Standing in the darkness of the galli, Laxmi Maya often felt streams of hot tears soak her face. She had never learned to cry before others, so the quiet of the night was a good time. On one such night, she had seen rows of carriages go by, carrying large boxes. They were followed by rumours that the Ranas were getting their belongings removed to India because some kind of revolution was afoot to throw them off. They said that was why the king had left for India.

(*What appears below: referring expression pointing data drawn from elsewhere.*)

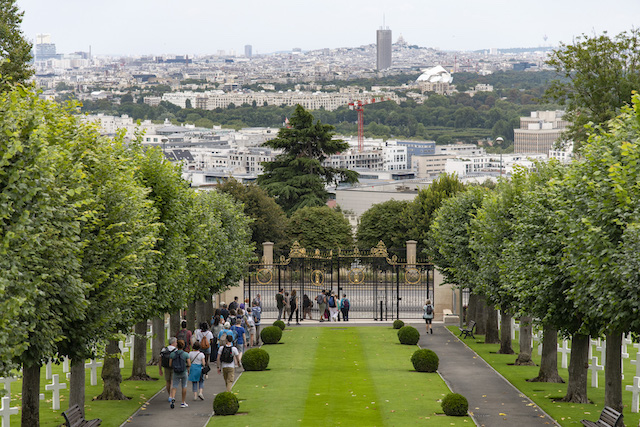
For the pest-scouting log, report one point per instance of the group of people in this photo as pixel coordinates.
(188, 355)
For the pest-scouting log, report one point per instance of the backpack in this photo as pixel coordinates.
(165, 354)
(182, 335)
(204, 342)
(227, 354)
(179, 364)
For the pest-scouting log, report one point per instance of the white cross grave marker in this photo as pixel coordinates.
(565, 350)
(634, 389)
(93, 365)
(123, 350)
(7, 383)
(48, 370)
(55, 386)
(603, 352)
(594, 368)
(6, 411)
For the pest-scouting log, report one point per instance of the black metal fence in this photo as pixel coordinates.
(378, 287)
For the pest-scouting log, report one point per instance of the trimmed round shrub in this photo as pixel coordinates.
(425, 360)
(408, 335)
(397, 324)
(226, 403)
(271, 335)
(280, 324)
(455, 404)
(255, 359)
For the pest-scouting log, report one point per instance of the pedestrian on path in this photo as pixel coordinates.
(227, 361)
(345, 305)
(428, 315)
(280, 302)
(294, 307)
(165, 357)
(180, 364)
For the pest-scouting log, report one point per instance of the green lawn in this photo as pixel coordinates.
(545, 394)
(112, 413)
(340, 376)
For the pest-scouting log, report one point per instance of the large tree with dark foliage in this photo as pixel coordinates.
(297, 177)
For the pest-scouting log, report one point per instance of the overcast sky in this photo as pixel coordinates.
(133, 27)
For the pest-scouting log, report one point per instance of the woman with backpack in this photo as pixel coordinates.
(293, 303)
(196, 373)
(428, 315)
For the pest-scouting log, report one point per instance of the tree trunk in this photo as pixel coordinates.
(139, 370)
(30, 396)
(491, 335)
(191, 316)
(158, 339)
(578, 366)
(199, 313)
(548, 372)
(505, 334)
(526, 327)
(111, 375)
(613, 371)
(472, 308)
(76, 383)
(174, 323)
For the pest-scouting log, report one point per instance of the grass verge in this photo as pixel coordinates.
(545, 395)
(340, 376)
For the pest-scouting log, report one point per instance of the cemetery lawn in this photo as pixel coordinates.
(340, 376)
(546, 394)
(113, 413)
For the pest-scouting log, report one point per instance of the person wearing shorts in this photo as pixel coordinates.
(428, 315)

Tonight, though, there was no such activity. It was quiet. As Laxmi Maya stood there, tears finding their way down her jaw, she thought she saw a light flicker near the Naradevi temple. It was followed by the clanking of a door and then of ghangala, the bunch of bells worn by the goddess. Wafting in with the sound was the goddess herself, stepping out of her temple, draped in a long red frock, a mask on her face. As the deity started doing the familiar dance, lilting her hands in the air, feet shuffling, Laxmi Maya froze, but her tears ran down in thick rivulets. She stared in awe and trembled.
…
“The wedding was fun?”
“The ratyauli was fun.”
“The what?”
“Yes. Ratyauli. I had heard about it but never seen one before,” says Mamu.
I ask her to explain, but she says she cannot because it would embarrass us both. She will not divulge any detail, but tells me how she felt a tinge of envy that women had the liberty to engage in that kind of lewd talk without being judged while singing and dancing and acting.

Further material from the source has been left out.